As the dairy market takes a quick and significant tumble, producers will be looking at every possible way to maximise margins coming into next spring.
Maintaining the farm's optimal stocking rate is one of the most crucial practices a farmer should stay on top of to increase their profits.
When prices were steady, producers were making over €1,000 profit per cow when stocked at 2.5 cows/ha, according to Teagasc.
However, farms that surpass the optimal stocking rate begin to loose profit as production units drop, and higher inputs such as concentrates fed will be required.
Finding the 'sweet spot' is a term that is often used when trying to find the correct stocking rate that suits the farm's system, but also matches derogation restrictions, banding, and fertiliser allowances.
The most easy way to find to find your ideal stocking rate is to remember that each cow should have access to approximately 19-20kg dry matter (DM)/cow/day.
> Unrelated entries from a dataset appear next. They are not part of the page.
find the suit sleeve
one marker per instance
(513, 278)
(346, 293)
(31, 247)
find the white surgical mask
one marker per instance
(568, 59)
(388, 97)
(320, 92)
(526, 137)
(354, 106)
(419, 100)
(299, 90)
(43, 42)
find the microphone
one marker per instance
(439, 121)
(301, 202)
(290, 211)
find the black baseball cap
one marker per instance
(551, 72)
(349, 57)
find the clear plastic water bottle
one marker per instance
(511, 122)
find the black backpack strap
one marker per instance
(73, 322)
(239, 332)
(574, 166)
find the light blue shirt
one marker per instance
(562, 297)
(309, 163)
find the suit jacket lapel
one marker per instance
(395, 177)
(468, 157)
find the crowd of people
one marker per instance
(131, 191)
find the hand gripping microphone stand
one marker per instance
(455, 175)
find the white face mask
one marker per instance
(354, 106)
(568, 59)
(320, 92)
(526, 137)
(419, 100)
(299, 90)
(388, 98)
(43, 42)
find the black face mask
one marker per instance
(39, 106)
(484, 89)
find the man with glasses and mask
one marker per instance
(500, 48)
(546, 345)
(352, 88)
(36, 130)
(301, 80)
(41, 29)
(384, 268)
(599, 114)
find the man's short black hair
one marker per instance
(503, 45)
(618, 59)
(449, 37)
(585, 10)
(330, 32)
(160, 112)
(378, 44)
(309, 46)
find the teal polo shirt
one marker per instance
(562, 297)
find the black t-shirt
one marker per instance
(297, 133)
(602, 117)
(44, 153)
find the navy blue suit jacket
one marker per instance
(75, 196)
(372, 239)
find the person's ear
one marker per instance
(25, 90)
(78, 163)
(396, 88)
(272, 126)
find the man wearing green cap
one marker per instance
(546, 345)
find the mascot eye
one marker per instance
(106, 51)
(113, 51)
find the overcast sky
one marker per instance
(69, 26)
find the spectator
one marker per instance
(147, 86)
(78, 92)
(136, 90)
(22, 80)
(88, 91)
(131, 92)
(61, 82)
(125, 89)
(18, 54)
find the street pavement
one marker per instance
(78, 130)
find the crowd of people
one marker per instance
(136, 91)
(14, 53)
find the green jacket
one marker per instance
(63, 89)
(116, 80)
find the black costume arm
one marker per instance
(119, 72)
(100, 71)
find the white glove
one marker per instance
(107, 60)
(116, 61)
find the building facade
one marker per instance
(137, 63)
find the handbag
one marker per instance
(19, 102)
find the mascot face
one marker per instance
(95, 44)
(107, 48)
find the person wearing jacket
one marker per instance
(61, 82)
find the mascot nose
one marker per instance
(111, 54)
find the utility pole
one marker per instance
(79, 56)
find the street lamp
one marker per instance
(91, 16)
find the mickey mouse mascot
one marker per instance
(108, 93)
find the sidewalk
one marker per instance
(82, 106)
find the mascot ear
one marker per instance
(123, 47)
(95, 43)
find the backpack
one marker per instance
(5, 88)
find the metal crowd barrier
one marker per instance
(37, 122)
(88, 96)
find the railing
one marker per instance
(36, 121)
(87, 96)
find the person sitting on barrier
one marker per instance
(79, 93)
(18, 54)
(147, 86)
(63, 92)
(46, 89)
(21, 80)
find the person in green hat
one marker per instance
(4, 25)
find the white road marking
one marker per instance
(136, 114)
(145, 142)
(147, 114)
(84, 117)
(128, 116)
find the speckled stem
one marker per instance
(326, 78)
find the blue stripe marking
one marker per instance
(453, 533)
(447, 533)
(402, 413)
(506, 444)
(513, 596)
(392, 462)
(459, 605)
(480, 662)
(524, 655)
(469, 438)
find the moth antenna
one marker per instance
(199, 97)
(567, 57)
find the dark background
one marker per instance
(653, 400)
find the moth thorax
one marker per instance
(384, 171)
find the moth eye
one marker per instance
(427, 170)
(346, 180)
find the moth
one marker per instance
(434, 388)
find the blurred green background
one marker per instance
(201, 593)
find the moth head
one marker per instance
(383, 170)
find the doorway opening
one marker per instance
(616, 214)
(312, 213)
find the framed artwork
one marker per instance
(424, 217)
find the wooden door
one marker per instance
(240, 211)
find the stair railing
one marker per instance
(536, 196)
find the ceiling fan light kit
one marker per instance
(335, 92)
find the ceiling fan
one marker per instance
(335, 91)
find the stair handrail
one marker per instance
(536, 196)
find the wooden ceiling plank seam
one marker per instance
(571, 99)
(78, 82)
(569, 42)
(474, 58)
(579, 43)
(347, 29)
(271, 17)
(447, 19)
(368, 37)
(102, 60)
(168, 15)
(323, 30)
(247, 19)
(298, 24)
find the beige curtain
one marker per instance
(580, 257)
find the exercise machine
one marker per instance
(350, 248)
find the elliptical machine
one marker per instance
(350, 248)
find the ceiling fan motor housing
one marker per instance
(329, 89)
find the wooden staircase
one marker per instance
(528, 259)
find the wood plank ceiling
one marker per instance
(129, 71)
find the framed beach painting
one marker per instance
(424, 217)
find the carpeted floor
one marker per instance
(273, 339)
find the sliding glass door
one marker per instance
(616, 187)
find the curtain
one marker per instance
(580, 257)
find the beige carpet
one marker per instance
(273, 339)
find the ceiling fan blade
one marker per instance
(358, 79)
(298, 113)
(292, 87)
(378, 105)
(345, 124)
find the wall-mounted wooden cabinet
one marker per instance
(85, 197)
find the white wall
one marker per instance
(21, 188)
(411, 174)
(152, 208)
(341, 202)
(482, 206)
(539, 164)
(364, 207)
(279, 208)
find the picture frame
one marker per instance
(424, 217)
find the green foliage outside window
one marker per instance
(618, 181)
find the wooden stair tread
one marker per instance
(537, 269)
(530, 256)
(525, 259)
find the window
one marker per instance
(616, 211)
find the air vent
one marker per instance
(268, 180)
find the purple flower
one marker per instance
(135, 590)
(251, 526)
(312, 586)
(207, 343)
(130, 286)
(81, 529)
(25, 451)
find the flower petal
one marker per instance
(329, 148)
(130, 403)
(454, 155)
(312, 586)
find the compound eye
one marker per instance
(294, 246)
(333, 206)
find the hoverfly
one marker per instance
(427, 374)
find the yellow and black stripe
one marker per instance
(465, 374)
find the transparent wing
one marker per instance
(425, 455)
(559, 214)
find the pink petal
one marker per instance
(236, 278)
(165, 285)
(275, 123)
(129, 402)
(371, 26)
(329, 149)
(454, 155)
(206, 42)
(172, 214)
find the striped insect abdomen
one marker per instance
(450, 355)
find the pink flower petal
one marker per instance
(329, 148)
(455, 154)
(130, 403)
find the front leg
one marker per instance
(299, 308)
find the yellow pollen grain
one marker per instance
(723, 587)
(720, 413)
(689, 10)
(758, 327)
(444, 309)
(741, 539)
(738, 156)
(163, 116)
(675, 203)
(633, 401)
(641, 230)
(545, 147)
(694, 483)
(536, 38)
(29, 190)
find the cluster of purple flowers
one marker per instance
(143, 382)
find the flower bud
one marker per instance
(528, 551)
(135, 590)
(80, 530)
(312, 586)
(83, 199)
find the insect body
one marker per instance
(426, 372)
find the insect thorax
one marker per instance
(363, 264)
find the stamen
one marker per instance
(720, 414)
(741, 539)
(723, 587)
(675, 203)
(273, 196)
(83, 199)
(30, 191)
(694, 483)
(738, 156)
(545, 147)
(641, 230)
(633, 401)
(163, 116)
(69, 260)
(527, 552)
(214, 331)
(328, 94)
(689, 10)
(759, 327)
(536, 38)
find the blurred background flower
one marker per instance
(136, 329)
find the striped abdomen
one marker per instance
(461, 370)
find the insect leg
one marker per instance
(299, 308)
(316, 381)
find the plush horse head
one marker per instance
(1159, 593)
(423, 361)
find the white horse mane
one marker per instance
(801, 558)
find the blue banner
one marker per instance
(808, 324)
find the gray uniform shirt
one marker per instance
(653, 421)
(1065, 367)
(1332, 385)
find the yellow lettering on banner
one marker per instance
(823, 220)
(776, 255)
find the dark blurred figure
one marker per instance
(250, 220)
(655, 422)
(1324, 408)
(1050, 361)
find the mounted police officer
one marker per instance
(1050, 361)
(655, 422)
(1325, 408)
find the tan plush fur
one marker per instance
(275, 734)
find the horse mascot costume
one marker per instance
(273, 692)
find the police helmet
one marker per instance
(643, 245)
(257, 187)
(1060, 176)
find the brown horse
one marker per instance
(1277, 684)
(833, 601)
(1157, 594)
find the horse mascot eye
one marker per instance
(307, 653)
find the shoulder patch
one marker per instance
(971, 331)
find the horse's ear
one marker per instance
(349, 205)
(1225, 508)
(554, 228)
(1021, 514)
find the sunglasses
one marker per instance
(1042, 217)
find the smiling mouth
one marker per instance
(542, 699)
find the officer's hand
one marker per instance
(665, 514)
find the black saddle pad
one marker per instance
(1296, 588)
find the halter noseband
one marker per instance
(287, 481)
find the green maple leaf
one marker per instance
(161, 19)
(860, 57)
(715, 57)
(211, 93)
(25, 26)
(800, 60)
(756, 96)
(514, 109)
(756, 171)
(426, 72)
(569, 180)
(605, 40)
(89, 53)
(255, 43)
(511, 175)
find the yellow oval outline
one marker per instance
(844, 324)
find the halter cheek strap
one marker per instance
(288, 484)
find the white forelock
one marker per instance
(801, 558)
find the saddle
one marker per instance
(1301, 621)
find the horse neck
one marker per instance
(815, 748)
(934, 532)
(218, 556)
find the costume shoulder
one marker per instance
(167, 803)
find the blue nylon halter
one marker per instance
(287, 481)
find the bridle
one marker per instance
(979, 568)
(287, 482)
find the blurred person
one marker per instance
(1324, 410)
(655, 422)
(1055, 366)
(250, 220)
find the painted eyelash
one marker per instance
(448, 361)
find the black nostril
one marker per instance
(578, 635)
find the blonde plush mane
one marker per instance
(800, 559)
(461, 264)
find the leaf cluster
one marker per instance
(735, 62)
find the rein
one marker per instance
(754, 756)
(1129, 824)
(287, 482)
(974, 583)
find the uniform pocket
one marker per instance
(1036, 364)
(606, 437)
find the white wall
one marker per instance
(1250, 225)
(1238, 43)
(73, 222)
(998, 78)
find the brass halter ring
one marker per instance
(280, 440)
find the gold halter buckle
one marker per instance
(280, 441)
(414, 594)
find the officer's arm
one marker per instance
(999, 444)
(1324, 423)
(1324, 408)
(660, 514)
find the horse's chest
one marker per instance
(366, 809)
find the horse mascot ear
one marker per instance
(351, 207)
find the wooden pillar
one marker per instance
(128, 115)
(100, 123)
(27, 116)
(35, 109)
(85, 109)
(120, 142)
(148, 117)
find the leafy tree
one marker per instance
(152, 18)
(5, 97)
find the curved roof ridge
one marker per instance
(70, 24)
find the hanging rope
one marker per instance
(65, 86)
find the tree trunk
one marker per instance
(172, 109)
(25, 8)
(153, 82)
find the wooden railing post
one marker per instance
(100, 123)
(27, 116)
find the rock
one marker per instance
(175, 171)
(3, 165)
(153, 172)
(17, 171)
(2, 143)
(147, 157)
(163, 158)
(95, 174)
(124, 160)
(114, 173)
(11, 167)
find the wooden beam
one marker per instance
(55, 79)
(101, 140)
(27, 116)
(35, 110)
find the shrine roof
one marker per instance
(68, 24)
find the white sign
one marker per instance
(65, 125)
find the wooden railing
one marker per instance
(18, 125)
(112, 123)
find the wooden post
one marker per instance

To calculate this, you can cross-check the size of your dairy platform with your average grass growth, taking peak growth and grass growth curves into consideration.
Once you know your farm's growth capacity, use it to find the optimum stocking rate, which will help you boost margins.
Every farm is different, and will need to match their stocking rate to suit land quality, cow size, as well as any other relevant factors.
However, a general guide provided by Teagasc is as follows:
| Tonnes supplement (DM/cow) | 10t DM/ha | 12t DM/ha | 14t DM/ha | 16t DM/ha |
| 0.00 | 1.5 | 2.0 | 2.3 | 2.6 |
| 0.50 | 1.8 | 2.2 | 2.5 | 3.0 |
| 1.00 | 2.0 | 2.4 | 2.9 | 3.1 |
Every cow extra to the optimal stocking rate will effect your profit margins, as the dairy platform will no longer be considered self-sufficient in terms of forage, and therefore these extra cows will just continue eating through expensive concentrates and imported fodder.
Farms stocked from 2.5-3 cows/ha are generally able to manage growth and demand efficiently, as their demand stays below the average grass growth curve from April to September.
Farms that stock upwards of the 3 cows/ha, reaching 3.5 cows/ha, often struggle with grass availability throughout the summer months, especially considering how droughts are becoming more common.
Those who stock the platform and 4 cows/ha are typically under pressure throughout the year, with demand surpassing even the peak growth rate (when averaged at 71 kg DM/ha/day in late May).
Not only does this reduce cow performance and silage production, these stocking rates add additional financial pressure and concentrates fed are much higher than the typical farm.
Overstocking also puts pressure on farmers when trying to reseed ground, as there is not enough grass in front of them to provide cover for a two-month turnaround.
This leads to farmers not reseeding pastures, which may seem ok but is actually reducing profit per ha as the swards age and grass growth reduces.
Another problem that overstocked farms may run into is building covers in the backend of the year, with demand surpassing growth rates early into the back shoulder of the year.
Many overstocked farms may have issues with feed availability during the last few months.
However, this does not mean understocking is the way to go, as surplus covers will build, pastures will become too heavy to graze, and despite having plenty of silage being a good thing, repeatedly generating excessive surpluses is counterproductive.
At the end of the day, as margins get tighter, it is well worth evaluating your current stocking rate.
However be careful to maintain a balance, and do not rashly cull cows to achieve certain rates, as this may affect other factors such as your banding.